Media coverage of the subsidies has admittedly been confusing and, in many cases, inaccurate. The reality is that there are actually two distinct and independent subsidies provided by the Affordable Care Act: the Premium Tax Credit and the Cost-Sharing Reduction. These subsidies are briefly described below with links to provide a more detailed explanation of the calculation and the mechanism for obtaining them.
Premium Tax Credit. This tax credit is available to anyone purchasing insurance through the state exchanges (www.healthcare.gov) with income between 100-400% of the federal poverty level. This means, for example, that a family of four with income between $23,550 and $94,200 will be eligible for the credit. The tax credit subsidizes the monthly insurance premium and is paid directly to the health care exchange, unlike traditional tax credits which are received by the taxpayer. In turn, this federal payment to the exchange reduces the insurance premium for which the insured is required to pay.
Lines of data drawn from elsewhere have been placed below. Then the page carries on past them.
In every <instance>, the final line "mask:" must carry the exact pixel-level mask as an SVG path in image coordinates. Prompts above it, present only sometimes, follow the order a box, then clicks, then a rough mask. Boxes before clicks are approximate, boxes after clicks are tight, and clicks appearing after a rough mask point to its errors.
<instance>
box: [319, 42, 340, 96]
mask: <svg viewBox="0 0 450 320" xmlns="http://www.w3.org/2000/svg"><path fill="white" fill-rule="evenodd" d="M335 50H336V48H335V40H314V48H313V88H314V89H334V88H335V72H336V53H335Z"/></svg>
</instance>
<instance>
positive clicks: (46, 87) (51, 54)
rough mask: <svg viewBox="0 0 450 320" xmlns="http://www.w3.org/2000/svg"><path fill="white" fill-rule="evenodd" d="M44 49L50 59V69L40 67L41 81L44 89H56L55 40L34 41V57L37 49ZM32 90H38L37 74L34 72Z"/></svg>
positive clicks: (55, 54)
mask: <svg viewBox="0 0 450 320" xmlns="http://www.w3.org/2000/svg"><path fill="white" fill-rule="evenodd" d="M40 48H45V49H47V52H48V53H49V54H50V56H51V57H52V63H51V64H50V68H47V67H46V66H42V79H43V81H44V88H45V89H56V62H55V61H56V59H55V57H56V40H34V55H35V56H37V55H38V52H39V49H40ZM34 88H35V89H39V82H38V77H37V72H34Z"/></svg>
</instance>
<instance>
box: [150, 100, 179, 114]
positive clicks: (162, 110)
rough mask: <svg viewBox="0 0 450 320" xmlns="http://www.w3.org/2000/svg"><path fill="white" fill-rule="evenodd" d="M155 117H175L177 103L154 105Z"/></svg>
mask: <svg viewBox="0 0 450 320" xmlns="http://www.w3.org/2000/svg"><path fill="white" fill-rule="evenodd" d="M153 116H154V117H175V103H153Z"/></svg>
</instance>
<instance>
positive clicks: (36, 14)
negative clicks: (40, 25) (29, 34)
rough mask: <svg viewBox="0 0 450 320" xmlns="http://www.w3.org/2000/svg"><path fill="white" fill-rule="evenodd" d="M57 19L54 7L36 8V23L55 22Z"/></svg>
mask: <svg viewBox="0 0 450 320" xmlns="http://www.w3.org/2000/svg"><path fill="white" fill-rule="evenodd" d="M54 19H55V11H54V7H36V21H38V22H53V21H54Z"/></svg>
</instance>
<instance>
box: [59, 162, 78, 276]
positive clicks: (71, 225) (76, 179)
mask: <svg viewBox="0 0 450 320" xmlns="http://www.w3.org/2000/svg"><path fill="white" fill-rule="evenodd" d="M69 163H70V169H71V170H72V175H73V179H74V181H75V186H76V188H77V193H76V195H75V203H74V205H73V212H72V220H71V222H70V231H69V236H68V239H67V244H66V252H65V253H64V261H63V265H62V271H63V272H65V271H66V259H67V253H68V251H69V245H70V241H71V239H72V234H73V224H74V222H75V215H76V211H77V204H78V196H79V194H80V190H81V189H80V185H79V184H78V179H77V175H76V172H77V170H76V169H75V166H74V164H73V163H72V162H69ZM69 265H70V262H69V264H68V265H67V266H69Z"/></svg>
Cost-Sharing Reduction. This subsidy is available to anyone who purchases silver-level insurance through the state exchanges and has income up to 250% of the federal poverty level. Unlike the Premium Tax Credit which reduces the insurance cost, this subsidy will automatically reduce the deductibles, copayments, and coinsurance expenses for which the insured is responsible. The dollar benefit of this subsidy is impossible to project in individual situations because the benefit depends on how much medical care is utilized during the year.
Income Planning for the Subsidies
For those who potentially qualify for subsidies, the impact can be dramatic and the benefit of effective tax planning can be thousands of dollars. For health insurance consumers with income below 400% of the Federal Poverty Line, each additional dollar of income results in a smaller subsidy. The subsidies, however, do not decline at a constant percentage and effectively serve like a new marginal tax for planning purposes. The chart below uses the example of a 60-year old married couple in Georgia to demonstrate the marginal tax rates resulting from the Premium Tax Credit subsidy.
There are several conclusions that can be drawn from this chart but the biggest take-away is what happens when income for any family or individual goes above 400% of the federal poverty level. In this 2-person family example where 400% of the federal poverty line is $62,040, the couple would receive a $6,873 subsidy with $62,040 of income. However, an additional $1 of income ($62,041) would result in the subsidy being entirely phased out and, effectively, a marginal tax of $6,873 on that extra dollar of income. There may be no “tax” in our current system that is so dramatic for an additional dollar of income.
The bottom line from this is that families with income at or near 4x the Federal Poverty Line will be well served to carefully plan their income. Families in this situation will need to consider actions such as deferring pensions, utilizing above the line deductions, deferring Social Security, or deliberately lumping income into a single year to best exploit the unusual nature of the health insurance subsidies.